Up until recently, I did not love my life. I did not feel grateful – I didn’t even want to be in it anymore, honestly. I felt trapped and miserable and like a perpetual failure in the eyes of myself and everyone else. I was stuck in so many self-destructive patterns, left over from years of trauma, nervous system imbalance, and existing in survival mode. I thought that life was always going to happen to me and that I had no control over anything, including my happiness.

In the last year and a half, I have changed in remarkable ways. I never could have guessed that I’d be where I am now. I’m no more stable in the eyes of the “normal” world – in fact, I’m less so.
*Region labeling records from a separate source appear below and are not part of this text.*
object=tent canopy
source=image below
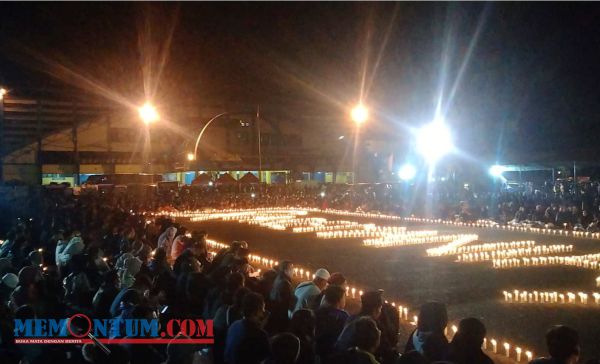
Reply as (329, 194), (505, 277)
(217, 173), (237, 185)
(192, 173), (212, 185)
(240, 172), (258, 185)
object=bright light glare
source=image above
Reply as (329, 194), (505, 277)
(139, 102), (160, 124)
(489, 164), (506, 178)
(350, 104), (369, 124)
(398, 164), (417, 181)
(417, 121), (454, 164)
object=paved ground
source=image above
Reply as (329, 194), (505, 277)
(186, 217), (600, 358)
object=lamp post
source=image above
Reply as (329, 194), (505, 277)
(187, 110), (262, 181)
(350, 102), (369, 185)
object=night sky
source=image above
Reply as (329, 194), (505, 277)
(0, 2), (600, 162)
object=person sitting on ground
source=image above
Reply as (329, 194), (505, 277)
(264, 332), (300, 364)
(335, 290), (383, 352)
(265, 261), (296, 335)
(315, 286), (349, 362)
(290, 308), (316, 364)
(92, 270), (121, 318)
(332, 316), (381, 364)
(225, 293), (269, 364)
(530, 325), (580, 364)
(404, 302), (448, 361)
(309, 272), (346, 310)
(294, 268), (330, 311)
(449, 317), (494, 364)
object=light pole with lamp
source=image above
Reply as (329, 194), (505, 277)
(187, 109), (262, 182)
(138, 101), (160, 172)
(350, 102), (369, 185)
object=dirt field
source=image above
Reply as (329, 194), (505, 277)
(184, 216), (600, 359)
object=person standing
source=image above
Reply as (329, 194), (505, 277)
(294, 268), (330, 311)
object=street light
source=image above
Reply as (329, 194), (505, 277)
(398, 163), (417, 181)
(489, 164), (506, 178)
(138, 102), (160, 124)
(417, 120), (454, 165)
(350, 104), (369, 125)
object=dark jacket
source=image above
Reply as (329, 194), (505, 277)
(265, 272), (296, 335)
(404, 329), (449, 361)
(225, 319), (269, 364)
(315, 306), (348, 362)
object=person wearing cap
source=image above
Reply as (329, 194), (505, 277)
(265, 260), (296, 335)
(309, 272), (346, 311)
(335, 290), (383, 353)
(294, 268), (330, 311)
(315, 286), (348, 362)
(0, 273), (19, 302)
(404, 302), (449, 361)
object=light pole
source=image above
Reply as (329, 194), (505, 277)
(350, 102), (369, 185)
(138, 101), (160, 172)
(138, 102), (160, 125)
(187, 111), (262, 179)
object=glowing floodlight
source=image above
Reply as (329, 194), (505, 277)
(138, 102), (160, 124)
(417, 120), (454, 164)
(350, 104), (369, 125)
(489, 164), (506, 178)
(398, 164), (417, 181)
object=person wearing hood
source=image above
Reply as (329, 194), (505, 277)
(449, 317), (494, 364)
(0, 273), (19, 302)
(158, 226), (177, 257)
(265, 261), (296, 335)
(119, 256), (142, 288)
(404, 302), (449, 361)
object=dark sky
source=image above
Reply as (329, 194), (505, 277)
(0, 2), (600, 161)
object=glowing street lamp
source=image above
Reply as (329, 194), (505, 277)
(138, 102), (160, 124)
(417, 120), (454, 164)
(489, 164), (506, 178)
(398, 163), (417, 181)
(350, 104), (369, 125)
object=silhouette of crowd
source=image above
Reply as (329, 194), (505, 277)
(0, 190), (592, 364)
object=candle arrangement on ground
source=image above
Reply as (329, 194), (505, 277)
(492, 253), (600, 269)
(202, 235), (533, 363)
(502, 290), (600, 307)
(456, 244), (573, 263)
(363, 231), (473, 248)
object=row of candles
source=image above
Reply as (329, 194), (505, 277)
(456, 244), (573, 263)
(492, 254), (600, 269)
(502, 290), (600, 305)
(427, 240), (535, 256)
(200, 236), (533, 362)
(426, 234), (479, 257)
(167, 207), (600, 239)
(179, 210), (544, 362)
(316, 227), (437, 240)
(363, 232), (471, 248)
(402, 217), (600, 239)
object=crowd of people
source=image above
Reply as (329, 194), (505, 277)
(0, 190), (592, 364)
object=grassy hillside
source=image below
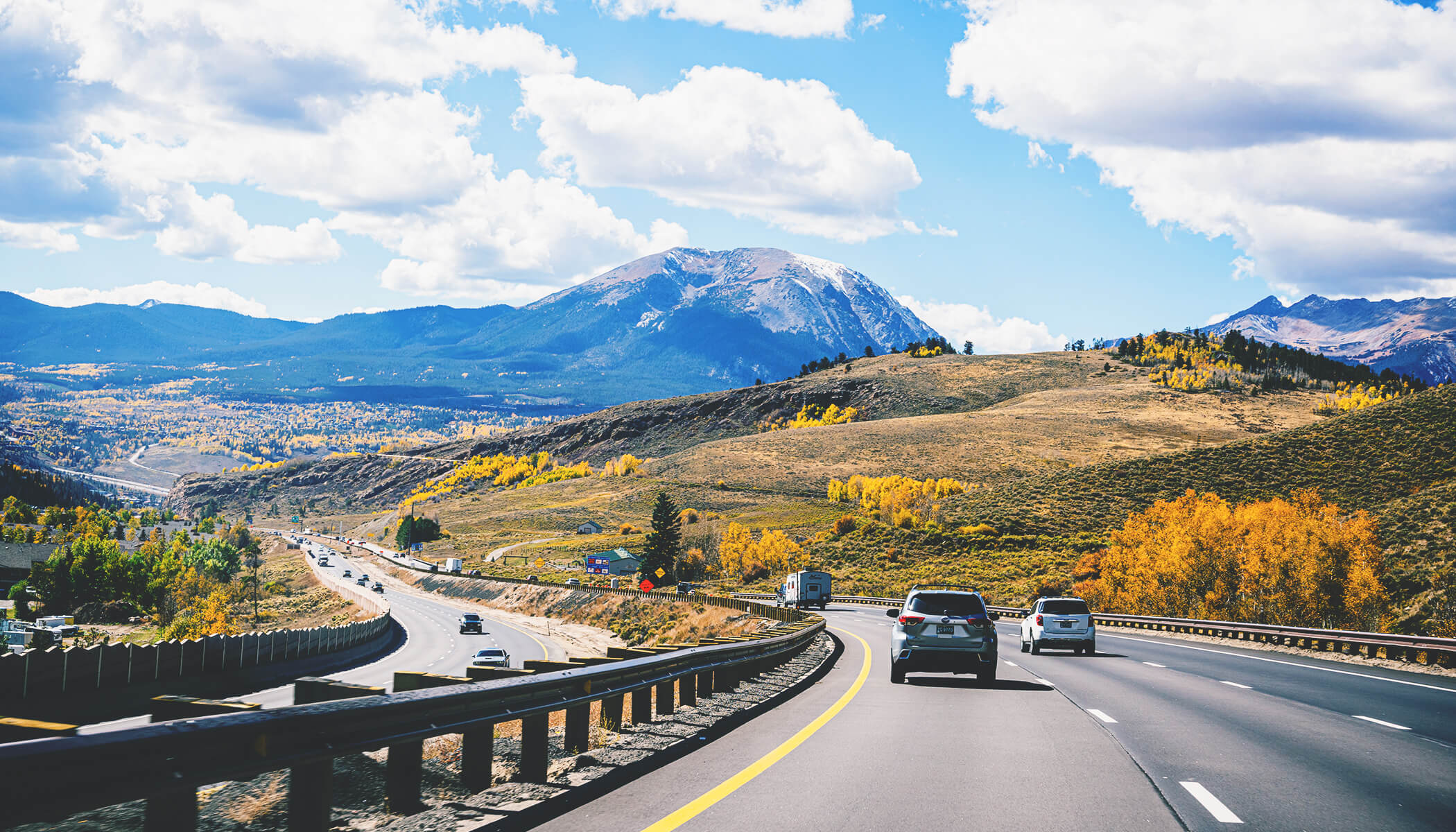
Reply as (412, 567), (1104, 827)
(797, 388), (1456, 630)
(945, 388), (1456, 535)
(650, 360), (1319, 496)
(196, 354), (1456, 630)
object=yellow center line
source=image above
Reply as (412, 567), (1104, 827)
(643, 627), (869, 832)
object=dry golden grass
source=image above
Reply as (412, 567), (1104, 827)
(651, 363), (1321, 494)
(221, 771), (288, 826)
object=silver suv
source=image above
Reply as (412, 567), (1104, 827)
(1021, 598), (1096, 656)
(885, 584), (1000, 685)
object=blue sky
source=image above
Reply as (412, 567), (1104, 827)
(0, 0), (1456, 351)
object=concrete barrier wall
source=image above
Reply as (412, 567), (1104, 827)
(0, 593), (390, 702)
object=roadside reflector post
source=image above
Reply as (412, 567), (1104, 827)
(520, 714), (551, 783)
(141, 788), (197, 832)
(632, 688), (652, 726)
(600, 695), (625, 731)
(677, 673), (697, 705)
(460, 724), (495, 791)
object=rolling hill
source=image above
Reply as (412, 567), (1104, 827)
(171, 353), (1456, 630)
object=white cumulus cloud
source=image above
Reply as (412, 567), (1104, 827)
(517, 67), (920, 242)
(593, 0), (855, 38)
(22, 280), (268, 318)
(948, 0), (1456, 297)
(331, 171), (687, 303)
(0, 0), (686, 300)
(897, 295), (1067, 354)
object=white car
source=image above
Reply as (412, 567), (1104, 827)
(1021, 598), (1096, 656)
(470, 647), (511, 668)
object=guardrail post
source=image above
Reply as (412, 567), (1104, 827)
(632, 686), (652, 726)
(519, 714), (551, 783)
(288, 759), (333, 832)
(141, 788), (197, 832)
(460, 724), (495, 791)
(713, 668), (738, 693)
(384, 740), (425, 815)
(565, 702), (591, 754)
(598, 695), (625, 731)
(288, 676), (384, 832)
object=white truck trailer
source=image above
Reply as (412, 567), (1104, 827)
(779, 571), (833, 609)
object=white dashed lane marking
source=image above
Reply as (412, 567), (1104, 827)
(1355, 714), (1411, 731)
(1179, 779), (1243, 823)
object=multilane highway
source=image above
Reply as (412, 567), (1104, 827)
(543, 606), (1456, 832)
(80, 537), (566, 734)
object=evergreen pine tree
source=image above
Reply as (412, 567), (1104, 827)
(642, 491), (683, 586)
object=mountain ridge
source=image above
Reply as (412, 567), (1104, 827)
(0, 248), (936, 413)
(1204, 295), (1456, 383)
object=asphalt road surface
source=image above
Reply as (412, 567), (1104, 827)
(543, 605), (1456, 832)
(80, 537), (566, 734)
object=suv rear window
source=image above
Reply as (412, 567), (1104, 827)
(910, 591), (986, 616)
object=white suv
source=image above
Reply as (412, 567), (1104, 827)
(1021, 598), (1096, 656)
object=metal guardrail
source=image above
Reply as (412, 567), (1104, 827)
(0, 539), (390, 707)
(734, 593), (1456, 668)
(0, 605), (824, 832)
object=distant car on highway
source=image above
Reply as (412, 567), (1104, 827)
(885, 584), (999, 685)
(1021, 598), (1096, 656)
(470, 647), (511, 668)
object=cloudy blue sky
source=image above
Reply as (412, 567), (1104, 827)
(0, 0), (1456, 351)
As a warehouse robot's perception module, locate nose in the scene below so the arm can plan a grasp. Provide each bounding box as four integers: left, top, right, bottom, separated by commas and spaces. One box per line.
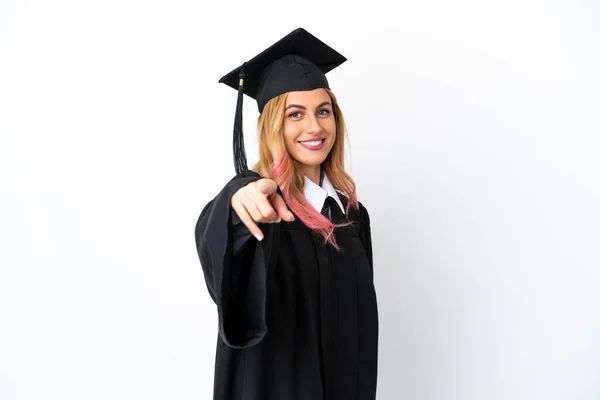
305, 115, 323, 135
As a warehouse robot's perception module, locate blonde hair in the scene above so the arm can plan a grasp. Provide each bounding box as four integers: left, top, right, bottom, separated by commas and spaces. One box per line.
252, 89, 358, 250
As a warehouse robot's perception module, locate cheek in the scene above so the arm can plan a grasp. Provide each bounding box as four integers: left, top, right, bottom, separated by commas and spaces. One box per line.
283, 123, 298, 147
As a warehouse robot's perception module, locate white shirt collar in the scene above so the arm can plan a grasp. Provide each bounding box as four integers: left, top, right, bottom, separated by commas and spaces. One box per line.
304, 172, 346, 214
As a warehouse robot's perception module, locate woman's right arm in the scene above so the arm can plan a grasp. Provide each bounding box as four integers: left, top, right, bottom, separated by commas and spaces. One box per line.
195, 171, 293, 348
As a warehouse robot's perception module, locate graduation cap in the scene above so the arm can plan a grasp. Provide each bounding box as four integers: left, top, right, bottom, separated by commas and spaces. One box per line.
219, 28, 346, 174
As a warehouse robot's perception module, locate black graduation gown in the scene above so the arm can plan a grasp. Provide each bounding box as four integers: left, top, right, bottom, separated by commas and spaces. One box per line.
195, 171, 378, 400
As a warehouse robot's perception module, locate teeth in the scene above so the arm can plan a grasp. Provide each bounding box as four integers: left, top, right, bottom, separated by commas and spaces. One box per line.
300, 140, 323, 146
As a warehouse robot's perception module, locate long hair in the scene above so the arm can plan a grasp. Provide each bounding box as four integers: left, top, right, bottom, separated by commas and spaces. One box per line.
252, 89, 358, 250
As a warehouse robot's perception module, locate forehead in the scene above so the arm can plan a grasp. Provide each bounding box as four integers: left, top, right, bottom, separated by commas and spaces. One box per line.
285, 88, 331, 107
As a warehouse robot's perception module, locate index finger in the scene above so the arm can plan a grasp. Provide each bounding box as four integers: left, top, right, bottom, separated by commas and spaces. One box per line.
233, 203, 265, 241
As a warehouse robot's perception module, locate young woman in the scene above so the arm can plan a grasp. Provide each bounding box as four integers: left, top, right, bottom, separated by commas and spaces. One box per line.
195, 28, 378, 400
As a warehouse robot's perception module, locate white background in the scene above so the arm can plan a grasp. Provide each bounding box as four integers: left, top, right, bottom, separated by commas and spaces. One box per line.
0, 0, 600, 400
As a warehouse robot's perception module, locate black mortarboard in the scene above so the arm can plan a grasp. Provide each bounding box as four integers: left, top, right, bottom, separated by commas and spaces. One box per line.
219, 28, 346, 174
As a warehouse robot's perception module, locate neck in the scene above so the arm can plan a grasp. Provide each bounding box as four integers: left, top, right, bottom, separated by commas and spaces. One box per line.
300, 165, 321, 185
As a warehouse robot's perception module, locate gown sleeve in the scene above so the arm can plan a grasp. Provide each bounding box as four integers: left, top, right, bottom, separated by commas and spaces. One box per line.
359, 203, 373, 273
194, 171, 279, 349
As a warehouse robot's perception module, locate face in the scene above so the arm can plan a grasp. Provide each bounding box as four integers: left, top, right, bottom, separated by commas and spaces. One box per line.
283, 89, 335, 176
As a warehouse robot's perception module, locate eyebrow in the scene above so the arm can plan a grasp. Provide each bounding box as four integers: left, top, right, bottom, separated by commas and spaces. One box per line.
283, 101, 333, 111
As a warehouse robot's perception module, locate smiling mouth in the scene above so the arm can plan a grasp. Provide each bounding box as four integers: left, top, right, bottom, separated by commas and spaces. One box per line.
299, 139, 325, 146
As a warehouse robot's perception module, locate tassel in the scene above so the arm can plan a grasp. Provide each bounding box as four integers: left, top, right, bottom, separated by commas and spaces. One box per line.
233, 63, 248, 174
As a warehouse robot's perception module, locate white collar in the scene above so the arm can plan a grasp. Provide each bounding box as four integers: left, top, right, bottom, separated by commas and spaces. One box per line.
304, 172, 346, 214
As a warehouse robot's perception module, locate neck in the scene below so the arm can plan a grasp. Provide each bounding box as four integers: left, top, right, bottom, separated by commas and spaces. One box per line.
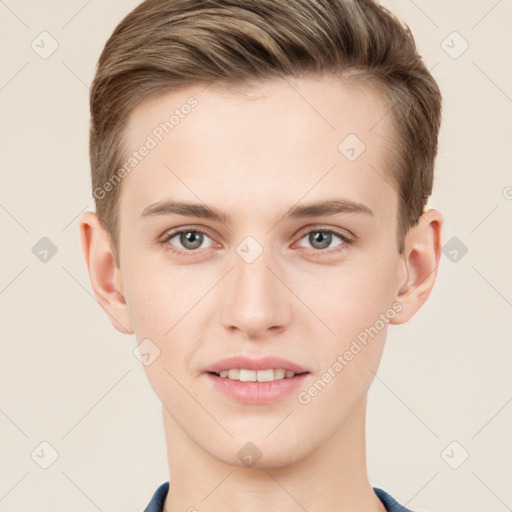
162, 395, 385, 512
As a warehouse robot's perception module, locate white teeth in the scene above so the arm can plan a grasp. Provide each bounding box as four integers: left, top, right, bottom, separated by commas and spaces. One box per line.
219, 368, 295, 382
274, 368, 285, 380
228, 370, 240, 380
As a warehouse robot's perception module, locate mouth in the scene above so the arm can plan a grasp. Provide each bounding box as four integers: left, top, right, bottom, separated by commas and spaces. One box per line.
205, 356, 311, 405
207, 368, 309, 382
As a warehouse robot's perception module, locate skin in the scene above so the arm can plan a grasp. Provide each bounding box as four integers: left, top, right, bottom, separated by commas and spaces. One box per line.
80, 76, 443, 512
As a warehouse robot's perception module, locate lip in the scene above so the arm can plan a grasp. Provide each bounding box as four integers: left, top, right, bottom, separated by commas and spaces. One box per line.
205, 355, 309, 373
205, 372, 310, 405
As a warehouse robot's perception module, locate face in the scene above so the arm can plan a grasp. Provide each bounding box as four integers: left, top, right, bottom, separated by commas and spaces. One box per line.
116, 77, 404, 467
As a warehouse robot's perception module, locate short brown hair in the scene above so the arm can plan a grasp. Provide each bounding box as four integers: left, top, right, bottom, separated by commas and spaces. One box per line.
89, 0, 441, 266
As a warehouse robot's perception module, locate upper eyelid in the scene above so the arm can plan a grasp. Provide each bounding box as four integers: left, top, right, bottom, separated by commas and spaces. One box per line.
161, 225, 357, 247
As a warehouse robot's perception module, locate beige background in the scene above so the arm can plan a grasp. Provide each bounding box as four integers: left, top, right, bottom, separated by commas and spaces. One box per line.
0, 0, 512, 512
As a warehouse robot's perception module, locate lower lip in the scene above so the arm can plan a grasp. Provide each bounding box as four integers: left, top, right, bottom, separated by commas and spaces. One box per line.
206, 373, 309, 404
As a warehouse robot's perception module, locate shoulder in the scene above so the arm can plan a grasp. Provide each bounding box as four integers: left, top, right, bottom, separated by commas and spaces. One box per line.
373, 487, 420, 512
144, 482, 169, 512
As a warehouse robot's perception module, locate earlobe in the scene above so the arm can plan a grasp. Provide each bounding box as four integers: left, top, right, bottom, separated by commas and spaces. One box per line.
391, 209, 443, 324
79, 212, 133, 334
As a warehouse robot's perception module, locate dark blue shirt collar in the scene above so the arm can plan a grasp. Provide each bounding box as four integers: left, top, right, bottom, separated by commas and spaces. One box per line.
144, 482, 412, 512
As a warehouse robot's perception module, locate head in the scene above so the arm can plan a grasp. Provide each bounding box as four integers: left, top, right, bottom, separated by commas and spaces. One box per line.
81, 0, 442, 465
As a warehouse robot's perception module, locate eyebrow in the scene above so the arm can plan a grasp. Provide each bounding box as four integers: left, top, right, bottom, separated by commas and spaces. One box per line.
141, 199, 374, 223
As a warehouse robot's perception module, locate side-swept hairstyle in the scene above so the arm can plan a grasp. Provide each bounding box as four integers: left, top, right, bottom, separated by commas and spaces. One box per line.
89, 0, 442, 266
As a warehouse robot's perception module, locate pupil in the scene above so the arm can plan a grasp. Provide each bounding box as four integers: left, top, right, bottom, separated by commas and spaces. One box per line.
310, 231, 332, 249
181, 231, 203, 249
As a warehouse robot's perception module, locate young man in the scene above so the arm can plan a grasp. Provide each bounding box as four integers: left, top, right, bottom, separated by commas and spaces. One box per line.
80, 0, 443, 512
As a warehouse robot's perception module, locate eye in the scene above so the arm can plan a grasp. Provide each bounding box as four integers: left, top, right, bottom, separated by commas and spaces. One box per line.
294, 229, 354, 254
161, 228, 215, 256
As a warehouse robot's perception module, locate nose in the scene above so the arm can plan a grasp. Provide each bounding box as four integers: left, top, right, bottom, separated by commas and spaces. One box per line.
219, 245, 293, 339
I don’t even have a steady job or a permanent place to live, but I’m happier than I’ve ever been in my life. I’ve learned so much about who I am and what I can do. The inner work isn’t easy, and there have been plenty of times when I felt like I was running in place. Healing isn’t simple or we’d all be doing it.

I cannot describe here all the details of the journey I’ve gone through, but I can say that I both know it will be lifelong and I now look forward to that path. I enjoy revealing new layers of myself, learning how my trauma keeps me stuck, and then moving to heal whatever that particular wound may be. I relish feeling uncomfortable because I now know that’s where my growth lies. Perhaps most important of all, I no longer buy into the hustle culture of our society and its way of keeping us all stuck in survival mode. I refuse to live that way. It was killing me, both soul and body. That may not be the most significant overall transformation on my journey, but it is definitely the key to getting myself out of the wretched cycle I found myself in the last fifteen years.

I am now proud of what used to feel embarrassing. I am a creative person, and there is value in my creativity. I am here to expand and embody and live joyfully, not be some robot exploited by our materialistic, consumer-based society. I find all that shit depressing and I will no longer engage in it. And you know what? I used to hate my life, even when it was mostly okay. And now – now I fucking love my life. I don’t necessarily know what comes next, and I’m seeing where it takes me as I go, but I’m here for the ride. I’m happy. I’m strong. I’m grounded and rooted in who I am. I love and celebrate myself. I know that nothing here on this earth defines me – not my job, or my social standing, or my relationship status, or my thoughts and emotions. I am so much more than any of that.

Trust me – if I can move from suicidal depression to where I am today in a mere 18 months, there’s hope for you too. Even when you don’t feel like it. Even when it seems like the tunnel is narrowing and you can no longer see any light. Even when it seems like you’re screaming into the void and no one cares. Those are all stories in your mind, and they aren’t true. When you begin to understand that you are not your stories, everything starts to change.

You can get to a place where you fucking love your life. The work is worth it. I can tell you that from my own experience. I am grateful beyond all belief that I am still here and that I get to experience life as I am today. It’s made all the more beautiful by the darkness I crawled away from. You deserve to be happy. I love you.